I read with great interest your front page article in the Friday, 12 October, 2012, issue titled, ‘DOT spent $208K on major sponsorships’.
I have known for years that we had lost our way with regard to our tourism business and have expressed this publicly on many occasions, but articles like this is confirmation.
It would appear that if a person has an idea or a passion and can find a way to put a ‘tourism’ label on it public funds will be forthcoming; regardless of the fact that no tourists will attend or benefit.
Let me be clear, this does not apply to all the events mentioned in your article; however, I am sure that readers have the ability to discern real from fiction.
There are so many areas in our tourism product that need improving but time and space will not allow.
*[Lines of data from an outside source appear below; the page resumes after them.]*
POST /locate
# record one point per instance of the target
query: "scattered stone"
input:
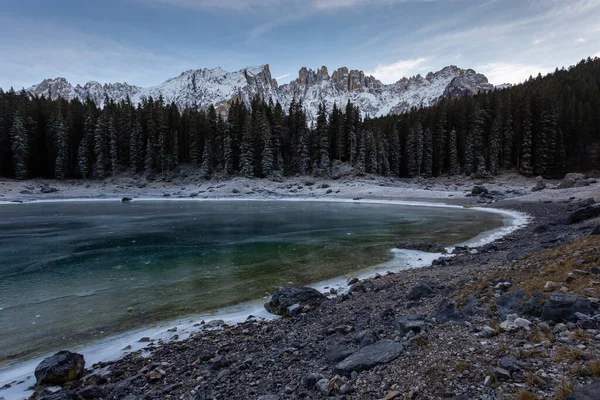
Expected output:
(584, 214)
(586, 392)
(378, 353)
(48, 189)
(540, 184)
(419, 291)
(562, 307)
(488, 332)
(510, 303)
(479, 190)
(411, 322)
(447, 312)
(284, 298)
(60, 368)
(427, 247)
One area that has obviously not met the “sponsorship criteria” is keeping Cayman’s beaches clean. Because one cannot see the trash from the DOT’s office or it cannot be removed by email or a conference at the Ritz, it’s simply forgotten.
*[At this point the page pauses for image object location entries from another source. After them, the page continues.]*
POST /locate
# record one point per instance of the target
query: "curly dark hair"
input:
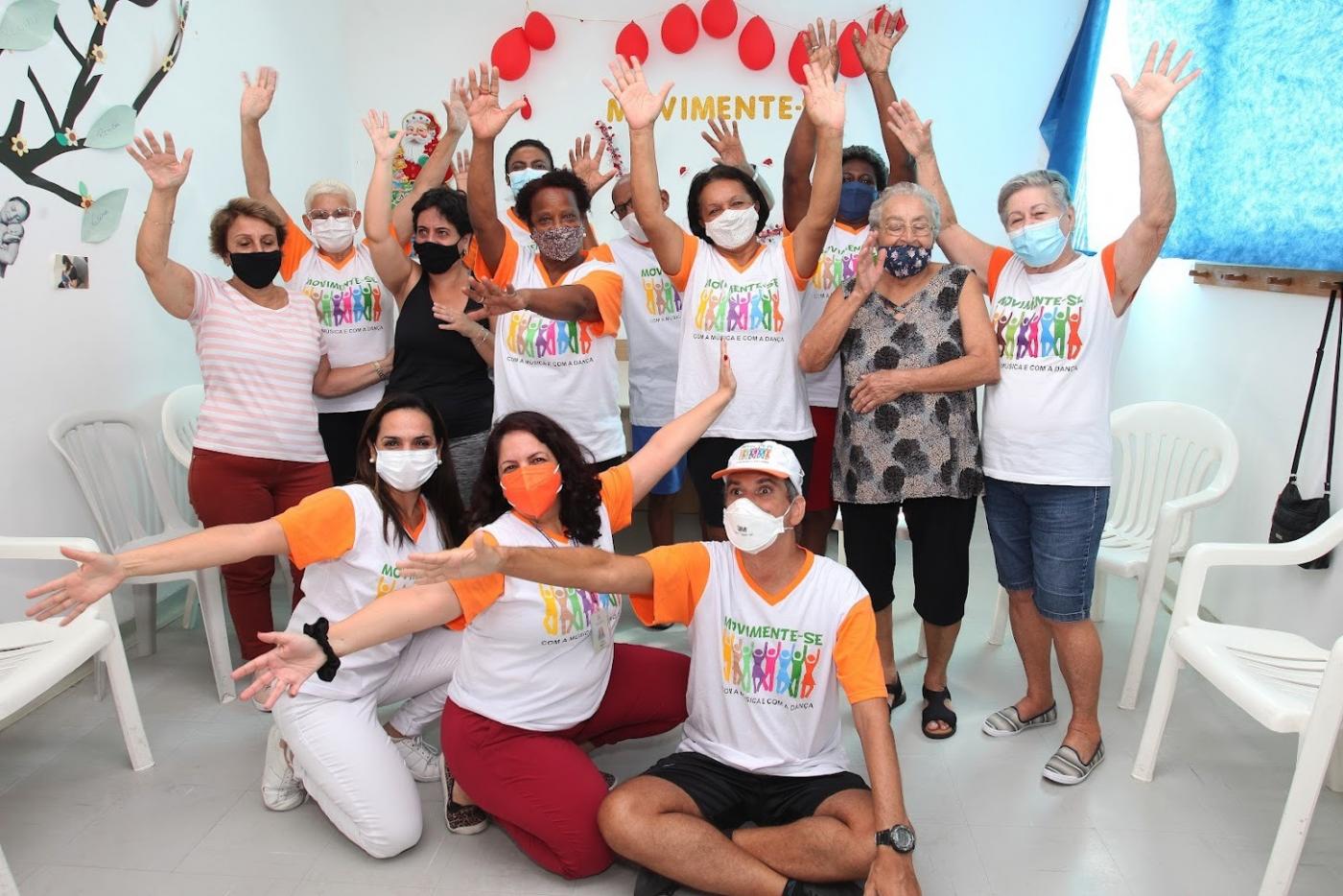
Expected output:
(450, 204)
(722, 172)
(872, 157)
(580, 497)
(439, 492)
(533, 144)
(560, 178)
On several occasions recently, I have asked the Governor as well as the former and current deputy governors to allow a few of the low risk prisoners to participate in a continuous programme of keeping the beaches and the roadsides clean throughout this island; yet despite promises, nothing has been done. I guess the trash on our beaches cannot be seen from the new Government Administration Building either.
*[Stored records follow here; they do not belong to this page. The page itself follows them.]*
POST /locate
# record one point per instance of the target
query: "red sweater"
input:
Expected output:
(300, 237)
In 2003 we carried out such a programme on the North Coast of Cayman with several prisoners and it was a great success; community volunteers helped manage, buy the bags, provided a barbecue lunch for the prisoners at the end of the exercise, etc. The prisoners felt that they were making a difference, it was a therapeutic exercise and listening to many of their stories was an eye opening experience for all of us. At the end of the exercise we all won and the beaches were clean. (Imagine what we could have done with $40,000?)
I am attaching a few photos taken at the date of this writing showing a sampling of what the beach looks like in one of the most popular beach/snorkeling spots on the North Coast. This spot is used daily by our visitors because the reef is close to shore, the snorkeling is nice and the area is quiet. In many instances I have seen the visitors (tourists) bring plastic bags and clean the beach themselves. Can you imagine what they must be saying about us – Cayman? Is this the way we keep our beaches- one of the most valuable assets the country possess? What message are we sending our young people? Pride – what is that?
It is past the time when we put the DoT in touch with the visitors and conditions on the ground, instead of working in isolation in an office.
There should be DoT sub-offices in downtown George Town, at the West Bay public beaches, Kaibo beach, Bodden Town and East End etc. It should be mandatory that our regulators be in touch with our customers. This is a business we are attempting to operate and it must be treated as such. A new method of management must be found where incentives and rewards are encouraged and failures are not acceptable.
A current synopsis of our attractions should give us all reason for concern: Our stingray population is dwindling; our Turtle Farm is losing turtles and millions of dollars and now the international community is calling for its closure; our beaches are dirty with trash washed ashore as well as domestic garbage; our waters are becoming more polluted daily; lionfish are having the time of their lives; the greater part of the North Sound is barren, I could go on but I’m sure readers get the point.
Yet something as simple as utilising our prisoners to “keep Cayman clean” we cannot accomplish? Why do we think visitors come to see us in the first place?
Strategic thinking is the bridge that links where we are to where we want to be. It would be so nice to see some of this in action in Cayman.